Тесть загромыхал в сенях сапогами, вошел в кухоньку, которая сразу стала еще теснее, бросил на стол деревянный кругляшок и водрузил на него закопченный чайник. Томка тут же загремела посудой, тесть, не глядя на дочь, кивнул и, выложив на клеенку ручищи, терпеливо дождался стакана горячего чая, в который опустил два куска сахара, позвякал ложкой и тут же отпил половину, словно из чашки и не поднимался клубами горячий пар.

– Образование?

– Автодорожный, – постарался скрыть всегдашнюю ухмылку Павел.

– Служил?

Голос майора звучал глухо, но резко.


– Служил, – кивнул Павел. – Батальон связи. Водителем. Механиком.

– Уазик? – поднял брови тесть.

– БТР, – ответил Павел. – Но и с уазиком справлюсь.

– Однако на «японце» ездишь, – буркнул Виктор Антонович. – Отечественные машины надо любить.

– Как же их любить, если их тот, кто делает, не любит? – не согласился Павел. – Я как раз отечественными машинами в основном занимаюсь. И уазиками в том числе. Не одну до винтика разобрал. Все отечественные машины одной конструкции – «сделай сам» называется.

– Руки покажи, – потребовал майор.

– Пожалуйста. – Павел с улыбкой раскрыл ладони.

– Так… – Тесть презрительно прищурился. – Мозоли есть, а пальцы не сбиты.

– А зачем пальцы сбивать? – удивился Павел. – При хорошем инструменте да умной голове… В перчатках работаю. Руки мою. Ухаживаю за ними.

– Ухаживает он… – пробурчал майор. – Ты вон… за Томкой лучше ухаживай, совсем от рук отбилась девка.

Грохнул о стол стаканом, поднялся и вышел из избы.


– Вот и поговорили, – с облегчением выдохнула Томка. – Ты ему понравился.

– Да ну? – удивился Павел. – А мне показалось, что он придушит меня сейчас.

– Показалось, – улыбнулась Томка. – Он… добрый на самом деле.

– До жути добрый, – рассмеялся Павел. – Если в нем и была доброта, то он передал ее дочке без остатка. Кстати, что-то непохоже, что ты в этом домике выросла.

– Не в этом, – кивнула она с готовностью. – Последнюю квартиру продали, когда я школу закончила. Помоталась я по этим школам, повидала… разного, ни в одной больше пары лет не училась. Я ведь когда доучивалась, сама за собой смотрела. Отец в отставку вышел и уже двигал по этим своим газораспределительным станциям, а мамку я почти и не помню. Так… отдельные картинки словно. Может быть, он и злится на себя, что приглядывать за мной толком не мог. А там уж я и школу закончила. Тогда он продал квартиру, перебрался из-за Урала сюда и купил этот домишко. А на разницу я поехала Москву завоевывать.
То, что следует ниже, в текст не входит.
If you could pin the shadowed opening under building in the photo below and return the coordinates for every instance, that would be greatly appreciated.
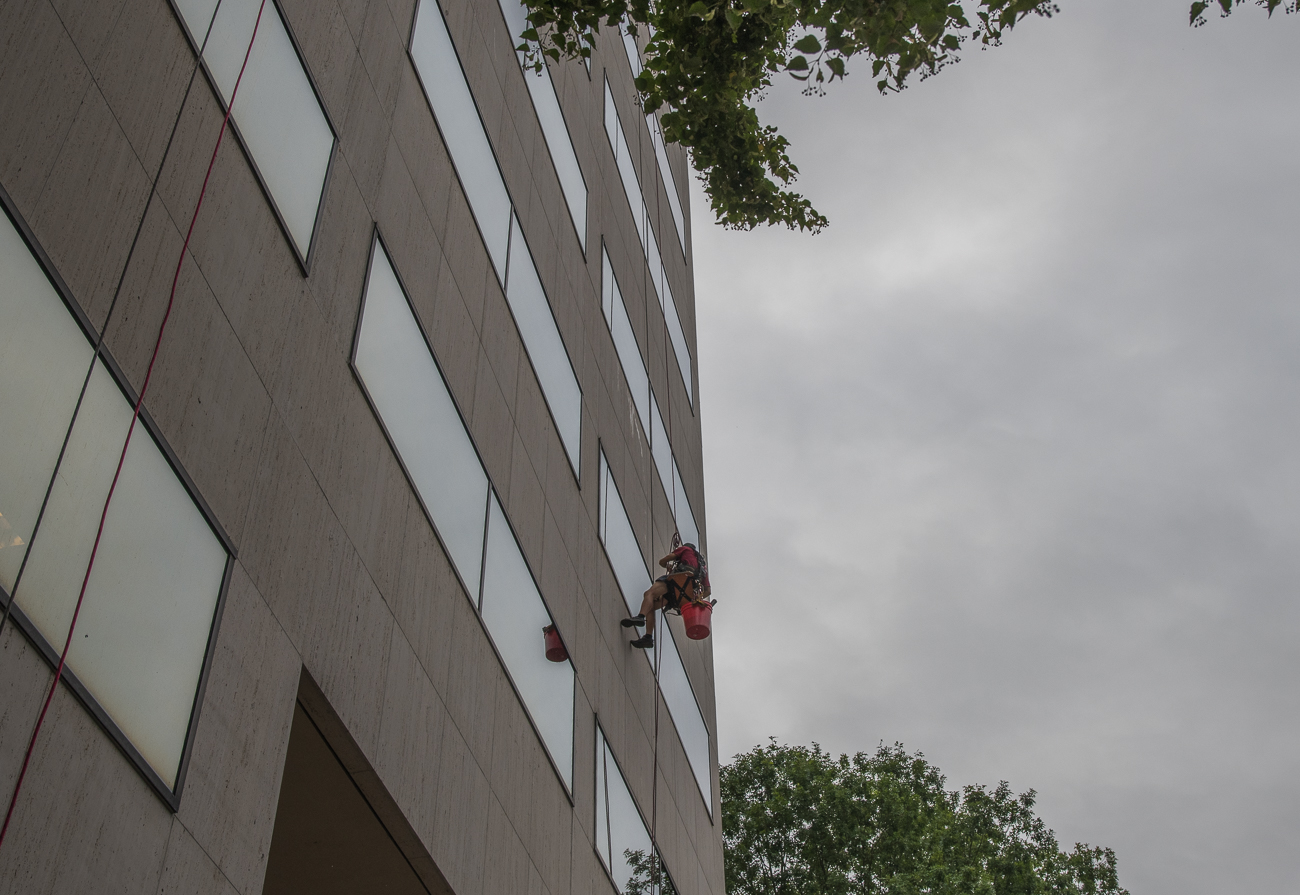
(328, 839)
– И завоевала? – Павел внимательно смотрел на Томку. Иногда ему казалось, что она чего-то недоговаривает.

– Жизнь покажет, – вернула жена на лицо улыбку, потянулась. – Да и разница была, прямо скажем, мизерная. Что уставился? Не нагляделся еще?

– Никогда не нагляжусь, – кивнул Павел. – Ты непохожа на отца.

– Значит, похожа на мать. – Она села напротив, подперла подбородок ладонями. – Или ты хотел, чтобы я была вот такого же роста, как батя, и с такой же физиономией?

– Я бы от страха давно уже умер, – сделал серьезное лицо Павел. – Да и в фехтовальном зале ты б зарубила меня. Пришла бы с двуручником и…

Томка прыснула, не сдержал улыбки и он.


– А фотографии какие-нибудь детские у тебя есть? Фотографии мамы? Детские рисунки? Я хотел бы посмотреть.

– Нет ничего. – Она прикусила губу, уставилась в окно. – Ничего не осталось. Нет, можно было бы найти каких-нибудь одноклассников, мотнуться на Сахалин, в Хабаровск, в Красноярск. Порыться в их альбомах, отыскать мою физиономию, но своего ничего не осталось. Мы тут с отцом вообще без вещей оказались: контейнер наш пропал на железной дороге, так и не отыскали его. А скорее, отыскали, да не мы. А знаешь, я и рада этому. Ничто не тянет, ничто не рвет на части. Зато я вся тут перед тобой, без прошлого. Вся здесь.

– Отец твой без акцента говорит, – заметил Павел.

– Так это мать моя из Прибалтики, а не он, – подмигнула мужу Томка. – Я ее язык раньше русского выучила. Когда мамка умерла, отец меня вообще не понимал. Я по-русски только в школе начала говорить. Имей в виду, что и ты будешь мой язык учить. Вот уж что у меня от мамы осталось, так это язык. Хочу, чтобы мои дети не только русский знали, но и родной. Вот научу тебя первым словам и буду требовать, чтобы дома со мной только на моем языке говорил!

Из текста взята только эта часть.